The neural network was built and trained in PyTorch and was based on LeNet-5 [24] with some modifications. The network consisted of two convolutional layers, followed by ReLU activation functions and max-pooling layers. Both convolutional layers used a kernel size of 5, a stride of 1, and a padding of 2. The size of the in_channels for the first convolutional layer was one and the size of the out_channels was 16. The in- and out-channels of the second convolutional layer were 16 and 32, respectively. Both max-pooling layers used a kernel size of two and a stride of two. The output from the second convolutional layer was flattened and sent to the final fully connected layer. The fully connected layer had 1,568 inputs and five outputs for five letters.

The network model is relatively small, with a total of 21,093 parameters. However, this small model was employed to assess the effectiveness of the data collection and labeling approaches. Fig. 10 provides a summary of the model.

Fig. 10. Model summary for the LeNet-5-based CNN used to train this dataset.

The neural network was trained for 50 epochs with a batch size of 100. A stochastic gradient descent was used with a cross-entropy loss, a learning rate of 0.01, and a momentum of 0.5. After training, the model was evaluated on the test dataset with an overall accuracy of 98.75%. Fig. 11 shows the comprehensive test results for each letter, as well as the overall accuracy of the model’s predictions.

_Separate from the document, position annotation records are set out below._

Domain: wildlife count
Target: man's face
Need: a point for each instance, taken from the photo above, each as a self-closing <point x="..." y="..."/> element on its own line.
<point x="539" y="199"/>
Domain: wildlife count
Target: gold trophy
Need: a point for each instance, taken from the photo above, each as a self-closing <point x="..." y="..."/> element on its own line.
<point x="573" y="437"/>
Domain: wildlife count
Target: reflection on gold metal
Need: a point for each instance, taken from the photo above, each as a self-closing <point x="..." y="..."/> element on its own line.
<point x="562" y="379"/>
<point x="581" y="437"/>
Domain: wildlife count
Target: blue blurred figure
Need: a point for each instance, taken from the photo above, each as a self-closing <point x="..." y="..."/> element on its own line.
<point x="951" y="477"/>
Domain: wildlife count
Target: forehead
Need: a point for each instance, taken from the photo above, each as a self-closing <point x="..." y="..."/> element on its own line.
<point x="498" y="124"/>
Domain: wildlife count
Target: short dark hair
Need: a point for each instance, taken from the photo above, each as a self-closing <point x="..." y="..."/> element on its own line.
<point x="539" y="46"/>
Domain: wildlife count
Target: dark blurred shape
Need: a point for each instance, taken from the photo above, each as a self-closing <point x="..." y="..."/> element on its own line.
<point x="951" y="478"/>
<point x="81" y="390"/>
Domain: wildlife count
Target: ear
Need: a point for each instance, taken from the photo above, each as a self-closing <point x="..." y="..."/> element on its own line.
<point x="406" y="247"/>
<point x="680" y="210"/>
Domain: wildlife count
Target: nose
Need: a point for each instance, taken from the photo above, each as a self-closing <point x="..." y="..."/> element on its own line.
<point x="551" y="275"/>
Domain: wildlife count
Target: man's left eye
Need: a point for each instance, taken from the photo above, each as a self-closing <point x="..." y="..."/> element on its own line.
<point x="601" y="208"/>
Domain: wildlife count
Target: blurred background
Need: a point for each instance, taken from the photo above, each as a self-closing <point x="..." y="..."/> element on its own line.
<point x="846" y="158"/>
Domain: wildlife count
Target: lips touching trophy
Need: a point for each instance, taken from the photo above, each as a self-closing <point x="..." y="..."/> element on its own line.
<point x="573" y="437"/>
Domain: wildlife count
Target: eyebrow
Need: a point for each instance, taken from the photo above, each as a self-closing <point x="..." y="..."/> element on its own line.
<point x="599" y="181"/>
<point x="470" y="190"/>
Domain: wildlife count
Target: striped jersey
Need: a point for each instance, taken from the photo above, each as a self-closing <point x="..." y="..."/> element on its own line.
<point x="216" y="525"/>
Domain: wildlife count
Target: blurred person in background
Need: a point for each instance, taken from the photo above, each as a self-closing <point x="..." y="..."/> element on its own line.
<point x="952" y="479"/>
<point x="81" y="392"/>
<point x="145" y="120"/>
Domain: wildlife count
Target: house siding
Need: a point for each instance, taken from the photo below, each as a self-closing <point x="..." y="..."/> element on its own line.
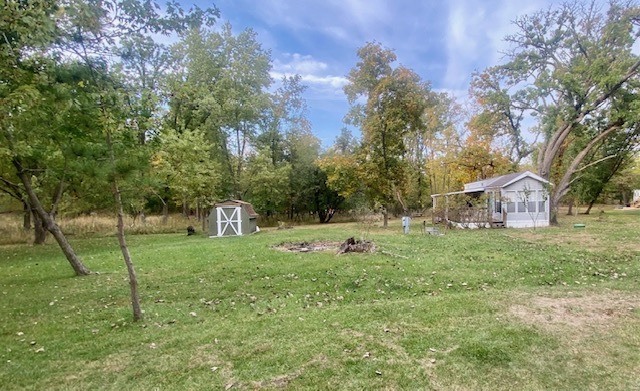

Fig. 11. Comprehensive accuracy measurements for each letter in the test dataset as well as the overall accuracy of the model’s predictions.

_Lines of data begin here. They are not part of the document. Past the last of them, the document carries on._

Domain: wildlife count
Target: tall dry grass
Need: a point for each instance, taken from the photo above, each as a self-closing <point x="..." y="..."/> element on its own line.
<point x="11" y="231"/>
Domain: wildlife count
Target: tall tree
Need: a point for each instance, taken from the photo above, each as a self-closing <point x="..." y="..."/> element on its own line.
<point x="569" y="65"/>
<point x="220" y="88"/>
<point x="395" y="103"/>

After evaluating the classification accuracy of the model, a script was created to randomly display a series of images from the test dataset with both predicted and true labels. The images were output in a 10 × 10 grid with predicted labels on the left and true labels on the right in parentheses. Correct predictions are displayed in green and incorrect predictions are shown in red. A sample of this 10 × 10 grid of predicted and labeled images is shown in Fig. 12.

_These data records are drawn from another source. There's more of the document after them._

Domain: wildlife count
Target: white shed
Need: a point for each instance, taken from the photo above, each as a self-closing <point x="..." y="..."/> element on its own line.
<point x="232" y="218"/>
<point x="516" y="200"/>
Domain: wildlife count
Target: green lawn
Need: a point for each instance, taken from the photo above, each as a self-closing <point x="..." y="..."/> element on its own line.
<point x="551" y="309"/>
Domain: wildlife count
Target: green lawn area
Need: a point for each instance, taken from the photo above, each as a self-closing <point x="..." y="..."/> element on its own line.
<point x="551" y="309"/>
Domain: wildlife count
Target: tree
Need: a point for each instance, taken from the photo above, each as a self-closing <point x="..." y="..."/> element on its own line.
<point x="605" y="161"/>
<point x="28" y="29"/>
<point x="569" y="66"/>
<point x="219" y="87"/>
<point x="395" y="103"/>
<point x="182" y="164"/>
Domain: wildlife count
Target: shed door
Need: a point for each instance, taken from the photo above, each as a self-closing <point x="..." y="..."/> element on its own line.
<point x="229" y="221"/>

Fig. 12. Randomly selected images from the test dataset with the model’s classification predictions.

The focus of this study was to describe the process of creating a dataset of Manchu script letters for machine learning. The process involves manually selecting Manchu script letters from script images and then performing template matching to extract and label matching copies of each selected letter. In this study, the size of the created dataset was intentionally kept small (using only five letters) to quickly assess the effectiveness of the method. The dataset was normalized and trained using a simple CNN model. Likewise, the CNN was also kept small to focus on the data collection method rather than on the neural network architecture.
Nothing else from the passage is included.